「AIが書いた小説」と聞いて、正直ちょっと粗探しをしてやろう、と思って読み始めましたが、良い意味で完全に裏切られました。
結論から言うと、普通に商業レベルのめちゃくちゃ良質なライトノベルです!
特に良かったポイントや「もう一歩!」な部分を、簡潔に語っていきます。
1. とにかく「読みやすい」
文章のテンポが抜群に良くて、言葉選び自体にちゃんと面白みがあるから、読んでいるだけで純粋に楽しい。引っかかりがなく、中高生でもサクサク読めるという軽快さがあります。
構成もすごく上手です。
1話完結型だから、読んでいて短時間でサクッと読める
にも関わらず、1話の中にちゃんときれいな起承転結がある。
毎回しっかり盛り上がるし、「この先どうなるの?」という訴求力がたしかにある。
さらに、短編の最後を「日報」で締めるスタイルが、この作品のすごく良い個性(味)になってる!日報の中にその回のおさらいがコミカルに入っていて、ユーモアを感じます。
2. キャラクター設定について
神様が出てくる独特の世界観は、ぶっちゃけ最初「ちょっととっつきにくいかな?」と思いました。1〜2話は丁寧な説明がないまま「こういう世界ですから!」と進むので、最初は少し置いてけぼり感があるかも。

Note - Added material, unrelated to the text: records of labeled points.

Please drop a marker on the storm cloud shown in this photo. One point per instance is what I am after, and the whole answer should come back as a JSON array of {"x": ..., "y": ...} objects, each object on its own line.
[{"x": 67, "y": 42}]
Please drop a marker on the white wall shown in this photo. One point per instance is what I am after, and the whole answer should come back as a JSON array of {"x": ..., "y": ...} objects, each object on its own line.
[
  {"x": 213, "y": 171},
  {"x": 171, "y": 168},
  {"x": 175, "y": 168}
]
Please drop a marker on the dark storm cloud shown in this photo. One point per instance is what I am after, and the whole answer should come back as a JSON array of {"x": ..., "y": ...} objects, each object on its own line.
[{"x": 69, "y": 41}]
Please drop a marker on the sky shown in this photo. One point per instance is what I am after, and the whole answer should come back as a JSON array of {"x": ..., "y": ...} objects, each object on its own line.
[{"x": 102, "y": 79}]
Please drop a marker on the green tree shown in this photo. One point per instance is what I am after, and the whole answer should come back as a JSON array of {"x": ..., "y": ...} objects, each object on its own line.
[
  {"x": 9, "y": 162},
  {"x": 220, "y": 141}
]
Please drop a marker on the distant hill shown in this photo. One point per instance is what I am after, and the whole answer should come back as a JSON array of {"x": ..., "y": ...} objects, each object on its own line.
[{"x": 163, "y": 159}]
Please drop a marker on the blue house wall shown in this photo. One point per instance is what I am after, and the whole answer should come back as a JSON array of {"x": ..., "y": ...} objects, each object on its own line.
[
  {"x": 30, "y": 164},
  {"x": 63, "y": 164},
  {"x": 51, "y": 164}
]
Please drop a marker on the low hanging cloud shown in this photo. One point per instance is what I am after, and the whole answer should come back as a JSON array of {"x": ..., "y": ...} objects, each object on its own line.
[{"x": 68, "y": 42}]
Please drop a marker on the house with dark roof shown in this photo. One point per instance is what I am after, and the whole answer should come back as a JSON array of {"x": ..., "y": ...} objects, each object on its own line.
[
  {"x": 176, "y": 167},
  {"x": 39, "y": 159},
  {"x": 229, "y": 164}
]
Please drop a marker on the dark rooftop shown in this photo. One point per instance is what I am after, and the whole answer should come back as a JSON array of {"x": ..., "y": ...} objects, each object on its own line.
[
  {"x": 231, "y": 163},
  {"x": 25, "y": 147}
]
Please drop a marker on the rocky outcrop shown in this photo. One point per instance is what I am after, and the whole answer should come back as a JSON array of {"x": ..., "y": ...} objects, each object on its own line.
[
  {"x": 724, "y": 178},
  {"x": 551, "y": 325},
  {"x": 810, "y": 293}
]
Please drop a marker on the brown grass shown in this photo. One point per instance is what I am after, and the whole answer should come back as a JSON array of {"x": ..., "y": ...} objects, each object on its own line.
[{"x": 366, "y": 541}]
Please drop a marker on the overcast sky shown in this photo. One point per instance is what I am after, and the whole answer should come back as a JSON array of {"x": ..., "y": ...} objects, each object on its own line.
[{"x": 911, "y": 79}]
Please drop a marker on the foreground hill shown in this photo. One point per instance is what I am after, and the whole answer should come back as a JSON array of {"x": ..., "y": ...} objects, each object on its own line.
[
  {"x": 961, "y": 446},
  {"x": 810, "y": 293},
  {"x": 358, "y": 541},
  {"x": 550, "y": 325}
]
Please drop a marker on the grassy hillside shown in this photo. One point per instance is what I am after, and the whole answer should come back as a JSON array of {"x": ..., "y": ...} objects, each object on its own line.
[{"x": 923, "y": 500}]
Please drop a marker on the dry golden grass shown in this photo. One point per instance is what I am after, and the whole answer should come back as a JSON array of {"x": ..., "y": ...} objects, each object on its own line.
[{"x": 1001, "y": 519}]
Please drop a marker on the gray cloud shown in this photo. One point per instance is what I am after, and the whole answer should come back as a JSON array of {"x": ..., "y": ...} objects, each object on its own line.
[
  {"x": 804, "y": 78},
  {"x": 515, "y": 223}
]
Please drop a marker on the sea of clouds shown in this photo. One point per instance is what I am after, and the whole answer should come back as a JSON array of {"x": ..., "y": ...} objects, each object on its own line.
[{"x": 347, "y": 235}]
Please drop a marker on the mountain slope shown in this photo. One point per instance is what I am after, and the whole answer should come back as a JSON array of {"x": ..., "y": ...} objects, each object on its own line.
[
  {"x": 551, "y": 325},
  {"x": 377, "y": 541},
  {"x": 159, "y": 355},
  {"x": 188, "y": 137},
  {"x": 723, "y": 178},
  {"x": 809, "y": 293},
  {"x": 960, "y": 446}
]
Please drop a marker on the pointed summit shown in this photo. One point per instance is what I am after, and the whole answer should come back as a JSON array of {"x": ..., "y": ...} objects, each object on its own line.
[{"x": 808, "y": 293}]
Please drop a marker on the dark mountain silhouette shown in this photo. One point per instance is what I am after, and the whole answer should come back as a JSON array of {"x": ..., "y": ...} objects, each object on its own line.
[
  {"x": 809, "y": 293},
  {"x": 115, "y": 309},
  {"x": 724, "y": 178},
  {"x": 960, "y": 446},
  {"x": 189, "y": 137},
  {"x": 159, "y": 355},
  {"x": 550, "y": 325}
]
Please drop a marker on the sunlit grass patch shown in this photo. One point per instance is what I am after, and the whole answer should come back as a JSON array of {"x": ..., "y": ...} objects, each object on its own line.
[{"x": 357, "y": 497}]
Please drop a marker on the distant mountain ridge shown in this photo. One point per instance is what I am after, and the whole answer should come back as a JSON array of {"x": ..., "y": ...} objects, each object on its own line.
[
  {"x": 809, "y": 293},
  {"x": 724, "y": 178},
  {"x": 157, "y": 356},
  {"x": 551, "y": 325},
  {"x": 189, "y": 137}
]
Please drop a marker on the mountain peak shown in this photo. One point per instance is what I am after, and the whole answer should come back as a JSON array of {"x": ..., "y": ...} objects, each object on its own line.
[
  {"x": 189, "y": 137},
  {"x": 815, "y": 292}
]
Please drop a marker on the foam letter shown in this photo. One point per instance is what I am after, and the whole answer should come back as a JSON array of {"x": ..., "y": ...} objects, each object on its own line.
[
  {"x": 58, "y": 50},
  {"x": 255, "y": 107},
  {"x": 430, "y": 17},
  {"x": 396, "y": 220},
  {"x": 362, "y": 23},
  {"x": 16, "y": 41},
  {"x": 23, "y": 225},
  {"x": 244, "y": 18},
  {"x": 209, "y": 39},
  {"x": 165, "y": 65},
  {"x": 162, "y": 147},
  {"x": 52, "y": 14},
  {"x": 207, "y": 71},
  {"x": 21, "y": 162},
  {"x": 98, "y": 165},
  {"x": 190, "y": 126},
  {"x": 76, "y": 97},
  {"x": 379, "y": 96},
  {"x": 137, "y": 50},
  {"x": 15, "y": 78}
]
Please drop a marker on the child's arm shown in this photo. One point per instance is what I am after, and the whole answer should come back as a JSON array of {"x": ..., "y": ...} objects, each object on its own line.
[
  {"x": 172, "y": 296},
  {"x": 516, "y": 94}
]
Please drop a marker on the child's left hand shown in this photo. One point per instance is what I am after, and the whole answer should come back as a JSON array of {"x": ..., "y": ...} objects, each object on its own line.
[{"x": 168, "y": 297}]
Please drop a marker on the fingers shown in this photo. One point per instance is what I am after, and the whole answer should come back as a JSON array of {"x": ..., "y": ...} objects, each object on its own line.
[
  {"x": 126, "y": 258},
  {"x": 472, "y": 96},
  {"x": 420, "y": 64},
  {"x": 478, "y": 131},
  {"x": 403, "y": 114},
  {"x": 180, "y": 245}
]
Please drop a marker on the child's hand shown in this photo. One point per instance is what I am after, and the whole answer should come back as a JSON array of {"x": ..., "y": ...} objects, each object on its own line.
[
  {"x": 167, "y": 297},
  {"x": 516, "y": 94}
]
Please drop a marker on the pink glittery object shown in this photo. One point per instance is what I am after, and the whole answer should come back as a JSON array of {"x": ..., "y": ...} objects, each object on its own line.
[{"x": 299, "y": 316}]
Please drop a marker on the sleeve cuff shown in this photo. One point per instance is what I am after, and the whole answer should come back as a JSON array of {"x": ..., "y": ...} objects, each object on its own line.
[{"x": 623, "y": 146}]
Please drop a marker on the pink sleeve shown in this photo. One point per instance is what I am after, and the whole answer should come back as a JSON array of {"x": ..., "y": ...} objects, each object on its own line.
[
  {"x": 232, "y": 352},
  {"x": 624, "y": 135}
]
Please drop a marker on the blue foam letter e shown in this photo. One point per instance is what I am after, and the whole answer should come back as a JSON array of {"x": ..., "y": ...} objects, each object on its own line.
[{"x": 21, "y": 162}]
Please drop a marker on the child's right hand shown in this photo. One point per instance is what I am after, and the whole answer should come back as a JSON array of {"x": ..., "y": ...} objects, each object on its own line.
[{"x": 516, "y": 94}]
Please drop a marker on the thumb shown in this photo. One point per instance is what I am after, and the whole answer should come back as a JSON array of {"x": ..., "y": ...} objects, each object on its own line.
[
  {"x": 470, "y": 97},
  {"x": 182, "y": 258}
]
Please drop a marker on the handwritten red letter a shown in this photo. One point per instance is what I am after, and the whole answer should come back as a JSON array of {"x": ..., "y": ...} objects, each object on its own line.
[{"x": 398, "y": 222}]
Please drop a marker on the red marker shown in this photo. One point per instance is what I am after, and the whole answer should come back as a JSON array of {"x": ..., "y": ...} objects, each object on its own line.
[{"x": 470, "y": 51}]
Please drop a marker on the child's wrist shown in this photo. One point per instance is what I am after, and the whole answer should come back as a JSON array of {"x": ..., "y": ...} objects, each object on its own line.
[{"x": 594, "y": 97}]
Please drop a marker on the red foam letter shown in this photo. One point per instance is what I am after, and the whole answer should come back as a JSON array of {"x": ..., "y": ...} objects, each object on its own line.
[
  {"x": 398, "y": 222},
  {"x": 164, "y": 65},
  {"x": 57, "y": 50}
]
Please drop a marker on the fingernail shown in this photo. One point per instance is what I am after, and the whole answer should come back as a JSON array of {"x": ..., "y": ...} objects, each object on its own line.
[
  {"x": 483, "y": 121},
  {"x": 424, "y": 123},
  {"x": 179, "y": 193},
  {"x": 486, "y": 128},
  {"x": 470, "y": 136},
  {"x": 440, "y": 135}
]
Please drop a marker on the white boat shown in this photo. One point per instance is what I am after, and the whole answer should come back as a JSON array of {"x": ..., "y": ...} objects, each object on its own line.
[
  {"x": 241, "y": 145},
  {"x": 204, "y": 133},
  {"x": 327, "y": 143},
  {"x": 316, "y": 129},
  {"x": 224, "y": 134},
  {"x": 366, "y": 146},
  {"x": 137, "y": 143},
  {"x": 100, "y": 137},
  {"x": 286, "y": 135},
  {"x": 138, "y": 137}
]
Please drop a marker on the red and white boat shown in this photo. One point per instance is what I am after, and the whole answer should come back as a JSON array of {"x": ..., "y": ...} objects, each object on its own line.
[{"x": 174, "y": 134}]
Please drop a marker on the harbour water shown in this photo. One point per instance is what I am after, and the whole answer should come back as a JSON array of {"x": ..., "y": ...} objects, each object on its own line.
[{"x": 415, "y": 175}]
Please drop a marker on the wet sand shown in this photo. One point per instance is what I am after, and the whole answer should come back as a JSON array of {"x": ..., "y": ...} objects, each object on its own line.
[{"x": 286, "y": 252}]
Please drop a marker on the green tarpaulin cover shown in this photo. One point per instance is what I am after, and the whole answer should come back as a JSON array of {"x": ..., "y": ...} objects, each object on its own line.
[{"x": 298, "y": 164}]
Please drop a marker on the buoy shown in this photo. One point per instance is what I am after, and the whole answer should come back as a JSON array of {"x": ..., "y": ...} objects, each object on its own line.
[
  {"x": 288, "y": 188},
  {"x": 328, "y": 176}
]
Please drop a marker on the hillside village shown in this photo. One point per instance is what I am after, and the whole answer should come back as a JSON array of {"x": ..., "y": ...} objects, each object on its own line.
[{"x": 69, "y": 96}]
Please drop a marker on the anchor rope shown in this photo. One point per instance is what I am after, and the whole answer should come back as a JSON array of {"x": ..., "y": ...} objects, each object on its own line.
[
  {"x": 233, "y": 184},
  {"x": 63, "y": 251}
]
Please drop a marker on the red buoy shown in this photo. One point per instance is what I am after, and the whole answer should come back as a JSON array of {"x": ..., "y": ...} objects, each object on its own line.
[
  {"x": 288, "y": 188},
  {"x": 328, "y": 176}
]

独自設定が多いラノベって説明過多になりがちだけど、この作品は説明を【必要最低限】に絞り込んでいて、その塩梅が逆に良いと思いました。本当にこれ以上減らすと『?』なんですが、ギリギリなので、『うん、わかんないけどこういうノリだな』から徐々に空気感が馴染んで自分のものになる。なんというかそういう感じ(?)です。
アニメの『京騒戯画』を見ている感じにちょっと近いかも知れません。
ちょっと説明足りない。でもわかるし、そのうち全部好きになる。
ストーリーの整合性もバッチリで、土台が安定しています。
キャラクターの作り込みも、特に「敵(エターナル)側」のセンスが光ってます。
役職、能力、ネーミングのユーモアセンスが抜群。
敵のちょっとした仕草や所作にも、独特の世界観が乗っている。
うん。なんか劇場版のクレヨンしんちゃんの敵キャラというか。馬鹿まじめにちょっとふざけてる感じです。これコンセプトとしてわざとやってるんだったら、とても面白いです。
一方で、主人公をはじめ味方陣営は全体的に「薄味」な印象。
主人公はすでに死んでいるキャラということもあって、感情移入に時間がかかるかも(過去話が小出しにされるたびに「なるほど」と納得はできるけれど!)。
ただ、この薄味感は設定不足というより、意図してあえてアッサリさせているんだと思います。
ここからは私の個人的な意見です。スルーして下さい。
私の個人的な「改善案」としては、
物語の進行に支障はないけれど、「ここをもうちょっと補強したら、もっと化けるのでは?」と思ったポイントが1つだけ。
それは、人物の見た目(ビジュアル)の描写がちょっと足りないこと。
引きこもりの翔や、公務員の葵の見た目の描写がほとんどないため、読者の想像力に丸投げされている状態です。「ラノベだし、どうせ挿絵があるでしょ?」と言われればそれまでだけど、やっぱり文章だけでも少しフックが欲しいところ。
たとえば、私だったらこんな工夫をプラスします。
登場人物の行動(動詞)に、性格や特徴を表す修飾語を1つ添えて個性を印象づける。
クーちゃんに「神様っぽい装飾」や「キツネを思わせる目元のメイク」など、ビジュアルの個性を文章で1、2箇所だけでも付け足す。
主人公も紛いなりにも神様なので、神様っぽいビジュアル要素をちょっと入れても良いかもなーと思いました。
これだけで、キャラクターがもっと読者に愛される存在になるはず!
物語全体としてとても楽しめました。
何より、「AIの文章やストーリー構築に全く破綻がない」という事実に一番衝撃を受けました。怪しい表現も一切ないし、このレベルの作品がポンと出てくるなら、今後は「むしろ信頼できるからAI作品を優先して読もう」という時代が本当に来る予感がします。
楽しい作品をありがとうございました。